Microbiology in Extreme Environments
The Geophysical Laboratory has a fully equipped laboratory for microbiological culturing, subsequent biochemical characterization, and experimental studies over a broad range of extreme conditions. The Lab has been involved in studying microbes isolated from hydrothermal vents, fossilized rocks millions of years in age, contaminating the surfaces and cracks of extraterrestrial meteorites, and investigating microbrial viability up to gigapascal pressures in the laboratory using diamond anvil cells. Current studies include the investigation of the role of viruses in the ecology of communities inhabiting rocks, or endolithic communities and halotolerant microbes living at high pressure.

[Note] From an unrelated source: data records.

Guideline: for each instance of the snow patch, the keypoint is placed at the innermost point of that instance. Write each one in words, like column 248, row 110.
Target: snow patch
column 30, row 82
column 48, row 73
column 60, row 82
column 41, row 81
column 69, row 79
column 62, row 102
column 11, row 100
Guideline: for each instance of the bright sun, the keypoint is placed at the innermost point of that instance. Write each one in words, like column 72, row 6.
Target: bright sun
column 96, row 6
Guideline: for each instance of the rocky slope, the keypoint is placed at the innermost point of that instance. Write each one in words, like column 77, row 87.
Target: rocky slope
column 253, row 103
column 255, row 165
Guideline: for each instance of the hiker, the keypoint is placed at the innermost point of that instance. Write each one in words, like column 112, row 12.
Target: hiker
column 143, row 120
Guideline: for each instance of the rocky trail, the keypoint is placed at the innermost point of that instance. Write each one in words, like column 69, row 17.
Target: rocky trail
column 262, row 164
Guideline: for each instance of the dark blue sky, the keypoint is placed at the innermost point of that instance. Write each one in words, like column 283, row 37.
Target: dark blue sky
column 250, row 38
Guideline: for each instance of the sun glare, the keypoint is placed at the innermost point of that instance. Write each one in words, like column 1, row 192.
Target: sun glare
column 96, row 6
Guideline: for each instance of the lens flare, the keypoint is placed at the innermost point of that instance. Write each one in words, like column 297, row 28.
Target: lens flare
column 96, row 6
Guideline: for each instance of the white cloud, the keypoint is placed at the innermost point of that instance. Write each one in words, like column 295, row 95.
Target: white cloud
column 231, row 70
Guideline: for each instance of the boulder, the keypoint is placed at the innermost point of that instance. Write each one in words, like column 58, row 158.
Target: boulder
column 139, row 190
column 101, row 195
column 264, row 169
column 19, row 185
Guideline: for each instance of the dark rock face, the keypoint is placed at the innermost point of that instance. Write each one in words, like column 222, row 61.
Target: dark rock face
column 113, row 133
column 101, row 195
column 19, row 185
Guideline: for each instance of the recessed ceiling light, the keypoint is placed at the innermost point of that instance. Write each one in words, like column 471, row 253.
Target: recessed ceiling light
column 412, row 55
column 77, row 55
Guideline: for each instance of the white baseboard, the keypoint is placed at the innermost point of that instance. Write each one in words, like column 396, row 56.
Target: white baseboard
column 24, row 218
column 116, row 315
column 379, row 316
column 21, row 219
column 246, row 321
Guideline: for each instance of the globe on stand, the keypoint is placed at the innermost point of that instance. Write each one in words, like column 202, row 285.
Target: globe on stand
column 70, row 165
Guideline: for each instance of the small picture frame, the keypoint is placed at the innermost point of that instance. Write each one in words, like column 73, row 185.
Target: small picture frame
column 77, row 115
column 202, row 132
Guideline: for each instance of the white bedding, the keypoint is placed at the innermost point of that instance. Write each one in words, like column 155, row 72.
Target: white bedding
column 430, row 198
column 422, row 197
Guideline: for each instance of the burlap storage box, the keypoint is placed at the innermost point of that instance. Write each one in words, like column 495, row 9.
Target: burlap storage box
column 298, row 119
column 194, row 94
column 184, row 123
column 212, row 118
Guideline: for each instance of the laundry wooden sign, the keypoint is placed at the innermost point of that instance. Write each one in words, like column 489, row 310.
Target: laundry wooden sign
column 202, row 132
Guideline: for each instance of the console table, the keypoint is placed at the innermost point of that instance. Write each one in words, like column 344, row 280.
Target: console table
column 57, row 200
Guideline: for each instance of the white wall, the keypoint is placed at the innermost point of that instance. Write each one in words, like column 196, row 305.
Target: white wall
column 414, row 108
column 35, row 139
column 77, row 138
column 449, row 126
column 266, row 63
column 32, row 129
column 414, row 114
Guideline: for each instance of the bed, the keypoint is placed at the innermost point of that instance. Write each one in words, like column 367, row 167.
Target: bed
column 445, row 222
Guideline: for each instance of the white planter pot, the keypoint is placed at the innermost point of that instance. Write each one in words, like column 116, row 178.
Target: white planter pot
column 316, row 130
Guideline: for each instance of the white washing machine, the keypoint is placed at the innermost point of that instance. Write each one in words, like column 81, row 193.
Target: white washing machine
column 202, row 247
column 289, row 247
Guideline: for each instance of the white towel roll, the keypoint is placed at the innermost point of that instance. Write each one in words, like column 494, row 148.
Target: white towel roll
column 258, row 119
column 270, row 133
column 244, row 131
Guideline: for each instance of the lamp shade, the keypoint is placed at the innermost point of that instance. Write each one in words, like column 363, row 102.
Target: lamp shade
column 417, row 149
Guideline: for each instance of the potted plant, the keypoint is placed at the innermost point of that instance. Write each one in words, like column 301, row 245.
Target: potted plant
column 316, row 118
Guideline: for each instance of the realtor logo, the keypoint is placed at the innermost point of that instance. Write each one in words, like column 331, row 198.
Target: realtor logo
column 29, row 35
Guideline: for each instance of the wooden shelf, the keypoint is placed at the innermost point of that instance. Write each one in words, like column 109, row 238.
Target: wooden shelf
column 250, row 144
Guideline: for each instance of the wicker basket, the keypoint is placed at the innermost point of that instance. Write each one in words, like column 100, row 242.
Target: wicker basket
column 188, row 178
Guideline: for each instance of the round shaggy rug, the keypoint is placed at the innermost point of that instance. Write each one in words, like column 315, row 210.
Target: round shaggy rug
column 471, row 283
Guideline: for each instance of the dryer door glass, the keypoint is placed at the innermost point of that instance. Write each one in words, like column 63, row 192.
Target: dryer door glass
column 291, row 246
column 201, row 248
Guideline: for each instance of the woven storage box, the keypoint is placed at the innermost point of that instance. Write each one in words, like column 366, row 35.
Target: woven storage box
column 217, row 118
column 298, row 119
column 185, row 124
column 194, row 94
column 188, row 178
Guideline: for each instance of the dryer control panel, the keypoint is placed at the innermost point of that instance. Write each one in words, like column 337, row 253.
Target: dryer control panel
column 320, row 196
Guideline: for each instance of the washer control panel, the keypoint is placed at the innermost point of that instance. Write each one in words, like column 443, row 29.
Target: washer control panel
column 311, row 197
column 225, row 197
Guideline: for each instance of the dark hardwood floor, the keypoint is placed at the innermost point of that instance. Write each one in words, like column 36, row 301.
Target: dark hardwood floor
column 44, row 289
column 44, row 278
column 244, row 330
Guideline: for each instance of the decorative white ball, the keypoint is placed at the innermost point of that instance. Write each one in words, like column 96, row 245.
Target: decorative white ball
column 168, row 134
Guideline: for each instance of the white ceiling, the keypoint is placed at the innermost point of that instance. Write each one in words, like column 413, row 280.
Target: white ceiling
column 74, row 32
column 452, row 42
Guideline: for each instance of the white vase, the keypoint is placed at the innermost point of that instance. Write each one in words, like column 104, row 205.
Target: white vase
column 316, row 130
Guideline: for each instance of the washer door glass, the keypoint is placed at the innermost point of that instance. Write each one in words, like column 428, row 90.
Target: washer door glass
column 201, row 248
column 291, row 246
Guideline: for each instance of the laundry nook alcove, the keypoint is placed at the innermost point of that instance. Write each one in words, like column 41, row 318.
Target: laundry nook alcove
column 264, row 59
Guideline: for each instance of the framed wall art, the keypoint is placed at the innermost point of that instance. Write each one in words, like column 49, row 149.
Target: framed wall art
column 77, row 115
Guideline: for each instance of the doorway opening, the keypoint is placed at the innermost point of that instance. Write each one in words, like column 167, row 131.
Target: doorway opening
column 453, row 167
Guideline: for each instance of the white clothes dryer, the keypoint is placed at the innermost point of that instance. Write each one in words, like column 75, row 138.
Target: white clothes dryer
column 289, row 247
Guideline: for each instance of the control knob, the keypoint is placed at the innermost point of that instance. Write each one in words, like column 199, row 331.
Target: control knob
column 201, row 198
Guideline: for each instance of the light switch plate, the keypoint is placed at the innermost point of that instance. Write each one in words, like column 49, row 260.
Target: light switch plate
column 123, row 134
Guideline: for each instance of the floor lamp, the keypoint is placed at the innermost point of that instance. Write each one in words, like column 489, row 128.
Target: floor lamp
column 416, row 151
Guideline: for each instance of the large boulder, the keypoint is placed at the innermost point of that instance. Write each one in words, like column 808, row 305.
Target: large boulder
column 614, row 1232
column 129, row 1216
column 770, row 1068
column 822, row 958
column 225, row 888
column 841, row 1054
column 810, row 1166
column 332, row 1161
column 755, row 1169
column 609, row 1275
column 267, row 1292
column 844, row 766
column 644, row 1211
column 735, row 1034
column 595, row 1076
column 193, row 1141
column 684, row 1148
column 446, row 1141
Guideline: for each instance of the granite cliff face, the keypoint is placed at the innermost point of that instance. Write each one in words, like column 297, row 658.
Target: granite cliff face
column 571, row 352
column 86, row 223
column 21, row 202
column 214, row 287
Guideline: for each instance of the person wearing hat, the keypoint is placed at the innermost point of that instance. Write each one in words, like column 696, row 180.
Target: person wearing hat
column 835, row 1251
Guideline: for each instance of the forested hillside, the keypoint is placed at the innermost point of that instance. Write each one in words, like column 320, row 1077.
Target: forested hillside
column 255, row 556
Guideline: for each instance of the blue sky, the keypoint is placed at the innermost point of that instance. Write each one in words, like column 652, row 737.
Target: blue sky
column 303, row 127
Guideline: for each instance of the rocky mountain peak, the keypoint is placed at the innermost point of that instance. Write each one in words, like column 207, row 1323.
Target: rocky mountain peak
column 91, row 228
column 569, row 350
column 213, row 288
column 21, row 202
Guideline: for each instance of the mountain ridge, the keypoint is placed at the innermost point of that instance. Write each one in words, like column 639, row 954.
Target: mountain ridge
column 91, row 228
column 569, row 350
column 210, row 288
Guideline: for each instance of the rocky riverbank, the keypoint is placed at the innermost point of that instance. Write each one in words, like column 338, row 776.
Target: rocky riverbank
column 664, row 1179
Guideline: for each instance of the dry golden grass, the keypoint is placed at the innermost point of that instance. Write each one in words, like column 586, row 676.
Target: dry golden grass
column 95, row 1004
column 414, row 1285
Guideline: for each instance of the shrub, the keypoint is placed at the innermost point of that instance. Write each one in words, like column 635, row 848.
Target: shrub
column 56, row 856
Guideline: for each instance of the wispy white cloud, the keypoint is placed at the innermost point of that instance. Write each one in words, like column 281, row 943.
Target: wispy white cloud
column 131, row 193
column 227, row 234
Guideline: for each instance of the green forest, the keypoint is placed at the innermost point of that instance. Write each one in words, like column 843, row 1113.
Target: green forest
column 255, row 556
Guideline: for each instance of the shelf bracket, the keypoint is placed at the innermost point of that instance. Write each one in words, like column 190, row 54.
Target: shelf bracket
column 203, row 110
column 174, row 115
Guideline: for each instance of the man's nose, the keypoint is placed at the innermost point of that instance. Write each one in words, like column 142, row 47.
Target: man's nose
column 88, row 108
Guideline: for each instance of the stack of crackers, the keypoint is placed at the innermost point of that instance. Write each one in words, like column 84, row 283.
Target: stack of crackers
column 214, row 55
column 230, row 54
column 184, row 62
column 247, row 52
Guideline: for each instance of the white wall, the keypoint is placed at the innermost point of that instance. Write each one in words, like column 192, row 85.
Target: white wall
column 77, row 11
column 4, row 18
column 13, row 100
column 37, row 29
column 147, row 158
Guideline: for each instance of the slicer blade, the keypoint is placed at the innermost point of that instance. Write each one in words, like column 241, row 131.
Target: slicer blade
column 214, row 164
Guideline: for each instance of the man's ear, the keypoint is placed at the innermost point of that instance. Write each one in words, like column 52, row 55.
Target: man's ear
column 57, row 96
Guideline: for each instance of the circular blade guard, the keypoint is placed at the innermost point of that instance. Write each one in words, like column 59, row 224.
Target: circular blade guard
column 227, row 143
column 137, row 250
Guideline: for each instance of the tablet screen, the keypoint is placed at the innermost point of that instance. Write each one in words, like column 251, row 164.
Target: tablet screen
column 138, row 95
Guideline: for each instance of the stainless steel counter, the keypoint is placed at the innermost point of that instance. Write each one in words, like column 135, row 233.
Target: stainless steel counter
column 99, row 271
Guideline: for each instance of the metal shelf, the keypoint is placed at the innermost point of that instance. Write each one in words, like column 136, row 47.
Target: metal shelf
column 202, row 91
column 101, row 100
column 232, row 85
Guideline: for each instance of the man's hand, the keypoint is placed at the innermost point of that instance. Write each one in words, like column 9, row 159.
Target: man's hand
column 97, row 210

In recent years, microbiologists have developed culture methods to enable them to isolate and grow microbes from deep sea and sub-surface environments. Temperature is only one of many stressors on microbes living in the subsurface. Pressure, high sulfide concentrations, extremes in pH, salinity, and low C availability are some of the many factors that contribute to the designation of extreme environment through their effect on growth limitation and survival at depth. Experiments at the Geophysical Lab were carried out to determine the extremes of pressure tolerance. Conventional diamond anvil cells, tools of the high-pressure materials and Earth science community, are used in these experiments as a clever way of providing a window allowing the observation of cell metabolism and survivability in situ up to pressures of 1 GPa (~ 35 km depth). We have continued to investigate microbial viability at high pressures using diamond anvil cells. The current challenge is how to quantitatively interrogate these volumetrically tiny worlds where microorganisms clearly exhibit evidence of viability with unknown biochemical modifications. Upon recovery, the cultures will be interrogated using RNA microarrays, enabling us to detect up or down regulation of any specific genes as a response to pressure. This interdisciplinary study, funded by the W. M. Keck Foundation, takes advantage of our geobiology and high pressure expertise.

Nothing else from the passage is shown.